La liberté syndicale ne se limite pas au droit de créer un syndicat. Elle implique également que les organisations professionnelles puissent fonctionner librement, choisir leurs dirigeants, fixer leurs règles internes et gérer leurs activités sans intervention extérieure injustifiée.
L’article 5 du Code du travail consacre ce principe fondamental en garantissant l’autonomie des organisations syndicales tout en leur imposant le respect de la législation nationale. Il protège également les syndicats contre toute forme d’ingérence réciproque, condition essentielle à l’existence d’un dialogue social crédible et indépendant.
Pour bien comprendre cette disposition, il est indispensable d’identifier le but recherché par le législateur ainsi que sa portée juridique.
Par cet article, le législateur camerounais entend :
• Garantir l’autonomie des organisations syndicales ;
• Assurer leur indépendance dans leur fonctionnement interne ;
• Protéger la liberté syndicale contre toute influence extérieure ;
• Favoriser un dialogue social fondé sur des organisations représentatives et indépendantes.
Cette disposition transpose les principes consacrés par les conventions internationales de l’Organisation internationale du Travail (OIT), notamment la Convention n°87 sur la liberté syndicale.
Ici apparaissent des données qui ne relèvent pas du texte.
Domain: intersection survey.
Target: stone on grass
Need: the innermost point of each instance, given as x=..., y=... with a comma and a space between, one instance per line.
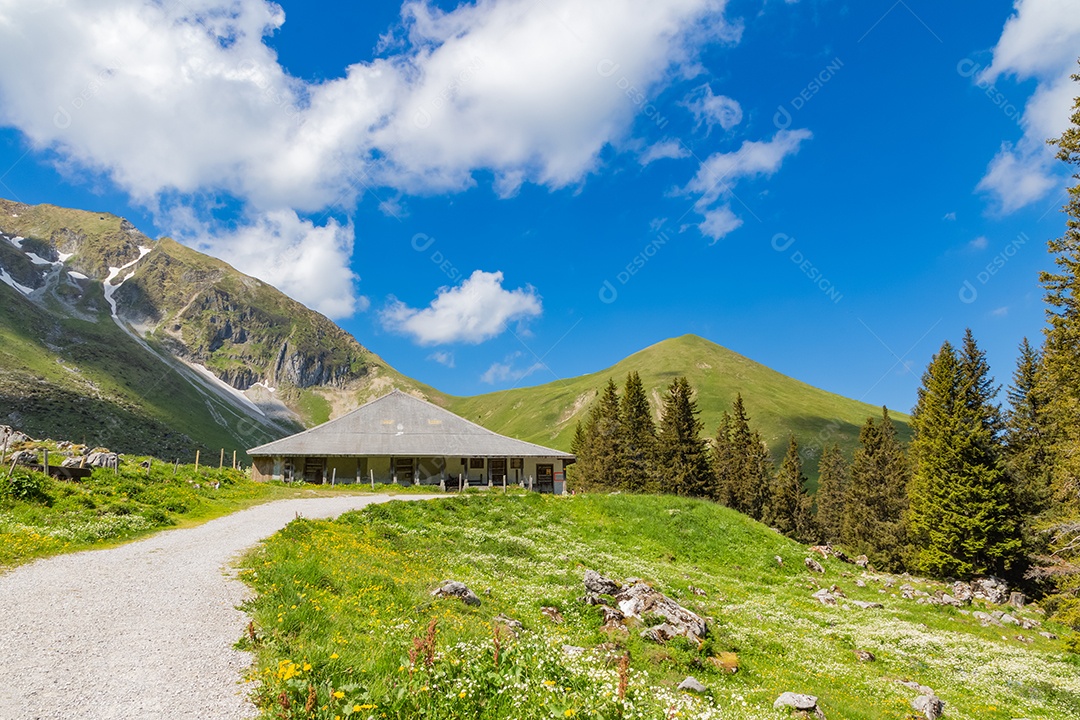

L’article 5 reconnaît aux organisations de travailleurs et d’employeurs plusieurs libertés fondamentales :
• Élaborer librement leurs statuts ;
• Déterminer leurs règles de fonctionnement ;
• Élire librement leurs dirigeants ;
• Administrer leurs ressources.
Toutefois, cette autonomie n’est pas absolue. Elle doit s’exercer dans le respect des lois et règlements en vigueur. Le texte interdit également toute ingérence entre organisations syndicales d’employeurs et de travailleurs.
Après avoir identifié l’objectif de cette disposition, examinons maintenant le contenu de chacun de ses alinéas.
L’article comporte deux alinéas qui consacrent deux principes complémentaires : l’autonomie syndicale et l’interdiction des ingérences.
Les organisations professionnelles disposent d’une pleine liberté pour
rédiger leurs statuts ,
fixer leurs règles de fonctionnement ,
organiser leur administration ,
élire leurs dirigeants et
gérer leurs activités.
Cette autonomie constitue l’un des fondements de la liberté syndicale.
Les syndicats doivent toutefois
respecter les dispositions du Code du travail,
se conformer aux textes réglementaires ,
appliquer leurs propres statuts et
respecter les règles de gouvernance prévues par leurs organes.
Les organisations bénéficient notamment du droit
de choisir librement leurs dirigeants ,
d’organiser leurs élections internes ,
de fixer les conditions d’adhésion ,
de déterminer leurs cotisations et
de gérer leur patrimoine.
Aucune autorité administrative ni aucun employeur ne peut imposer les dirigeants ou modifier les règles internes d’un syndicat.
Cette liberté connaît plusieurs limites car les syndicats doivent néanmoins :
• Respect de l’ordre public ;
• Se conformer aux lois nationales ;
• Respecter des procédures statutaires internes.
Des élections organisées en violation des statuts peuvent être contestées devant les juridictions compétentes.
L’article interdit toute intervention d’une organisation dans les affaires internes d’une autre. Cette interdiction concerne aussi bien
les organisations d’employeurs et
les organisations de travailleurs.
Chaque organisation doit respecter l’indépendance des autres. Elle ne peut notamment pas :
• Influencer les élections internes ;
• Financer un syndicat dans le but d’en contrôler les décisions ;
• Imposer des dirigeants ;
• Orienter les décisions internes d’une autre organisation.